Ella is thought to be one of only 12 people living with the disorder in Tasmania, however her diagnosis provided some comfort.
"It was good knowing what was actually happening, why it was happening and being able to figure out which medications could actually work," she said.
"I obviously can do a lot more things now like going to school ... well I could always go to school but I would just be falling asleep in class.
"It took a while for teachers to finally like realise what was going on. No one really knows what narcolepsy is and I have to explain it."
The disorder is treated through a range of drugs but many that are required to treat narcolepsy are not on the Pharmaceutical Benefits Scheme.
One medication is available on the PBS, however Ella had an adverse reaction to it. She finally has found the best treatment for her to manage it, but it carries a price tag of about $400 a month and does not negate all her symptoms.
Her mother, Pamela Bird, said she, along with Narcolepsy Australia and other sufferers, were trying to get more added to the PBS to reduce costs.

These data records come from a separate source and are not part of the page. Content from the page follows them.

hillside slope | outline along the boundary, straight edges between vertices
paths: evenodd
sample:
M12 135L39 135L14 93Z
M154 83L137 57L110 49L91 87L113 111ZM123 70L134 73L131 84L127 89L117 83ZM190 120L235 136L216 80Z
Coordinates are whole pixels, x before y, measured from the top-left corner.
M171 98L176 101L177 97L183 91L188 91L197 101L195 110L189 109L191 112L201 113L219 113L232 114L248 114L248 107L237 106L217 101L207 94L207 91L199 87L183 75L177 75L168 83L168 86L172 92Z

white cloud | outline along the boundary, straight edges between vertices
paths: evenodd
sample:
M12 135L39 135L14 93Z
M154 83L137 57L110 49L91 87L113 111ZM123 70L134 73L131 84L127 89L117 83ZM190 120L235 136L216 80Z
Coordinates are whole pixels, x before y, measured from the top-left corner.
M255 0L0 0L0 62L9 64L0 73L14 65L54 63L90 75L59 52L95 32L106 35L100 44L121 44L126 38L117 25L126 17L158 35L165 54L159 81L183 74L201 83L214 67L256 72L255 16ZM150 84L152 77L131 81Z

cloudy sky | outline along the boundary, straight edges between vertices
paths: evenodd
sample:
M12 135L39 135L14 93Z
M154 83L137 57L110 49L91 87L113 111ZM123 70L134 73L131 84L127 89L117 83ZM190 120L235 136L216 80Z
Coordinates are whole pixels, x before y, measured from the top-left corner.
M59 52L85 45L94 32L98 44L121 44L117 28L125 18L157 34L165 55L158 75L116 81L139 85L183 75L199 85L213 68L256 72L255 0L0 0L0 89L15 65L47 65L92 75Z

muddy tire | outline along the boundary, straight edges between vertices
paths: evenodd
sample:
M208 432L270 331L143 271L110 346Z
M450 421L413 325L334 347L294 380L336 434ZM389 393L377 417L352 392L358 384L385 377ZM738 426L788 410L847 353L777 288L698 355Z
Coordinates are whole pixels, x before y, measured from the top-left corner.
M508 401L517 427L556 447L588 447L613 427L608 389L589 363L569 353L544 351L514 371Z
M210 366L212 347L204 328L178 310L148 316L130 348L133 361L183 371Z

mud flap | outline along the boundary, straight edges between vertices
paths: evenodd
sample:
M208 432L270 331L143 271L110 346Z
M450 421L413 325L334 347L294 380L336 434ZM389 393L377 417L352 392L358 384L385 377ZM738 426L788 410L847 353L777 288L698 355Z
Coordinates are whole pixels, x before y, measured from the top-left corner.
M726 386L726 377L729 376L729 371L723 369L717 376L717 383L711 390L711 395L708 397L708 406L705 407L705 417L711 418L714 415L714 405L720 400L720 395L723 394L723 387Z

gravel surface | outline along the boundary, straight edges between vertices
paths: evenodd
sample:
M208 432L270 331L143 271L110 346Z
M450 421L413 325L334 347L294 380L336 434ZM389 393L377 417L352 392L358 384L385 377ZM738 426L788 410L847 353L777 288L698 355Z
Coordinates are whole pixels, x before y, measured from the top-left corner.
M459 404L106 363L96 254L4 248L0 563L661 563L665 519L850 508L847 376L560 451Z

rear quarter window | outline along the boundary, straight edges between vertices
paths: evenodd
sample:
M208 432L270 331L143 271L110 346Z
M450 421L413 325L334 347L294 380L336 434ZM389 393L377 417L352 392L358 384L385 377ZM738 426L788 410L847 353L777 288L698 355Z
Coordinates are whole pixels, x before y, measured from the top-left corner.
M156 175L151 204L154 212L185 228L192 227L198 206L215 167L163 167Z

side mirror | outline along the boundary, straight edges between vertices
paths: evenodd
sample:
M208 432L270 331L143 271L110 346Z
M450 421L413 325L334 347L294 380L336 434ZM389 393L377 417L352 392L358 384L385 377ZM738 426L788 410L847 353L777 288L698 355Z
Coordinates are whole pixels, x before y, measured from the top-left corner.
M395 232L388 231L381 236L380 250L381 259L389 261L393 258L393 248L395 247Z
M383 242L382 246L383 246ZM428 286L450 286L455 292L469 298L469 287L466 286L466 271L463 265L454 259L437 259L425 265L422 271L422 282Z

"None of Ella's medication, that she takes at the moment, is on the PBS," she said.
"There's other drugs available which are much more expensive than what she's on but they're not on the PBS so we've kind of been lobbying parliament to try and get a broader scope of things that they might be able to include."
As part of raising awareness of the disorder, Ms Bird said people should know about the true extent of narcolepsy, as she was unaware before her daughter's diagnosis.
"I'd seen it in the movies and stuff like that, but certainly the movies are nothing true to life," she said.
"It's still a little known rare disease, not everyone you know knows about it or they've seen it in movies but it's not the movies, it's not funny. It's actually horrendous."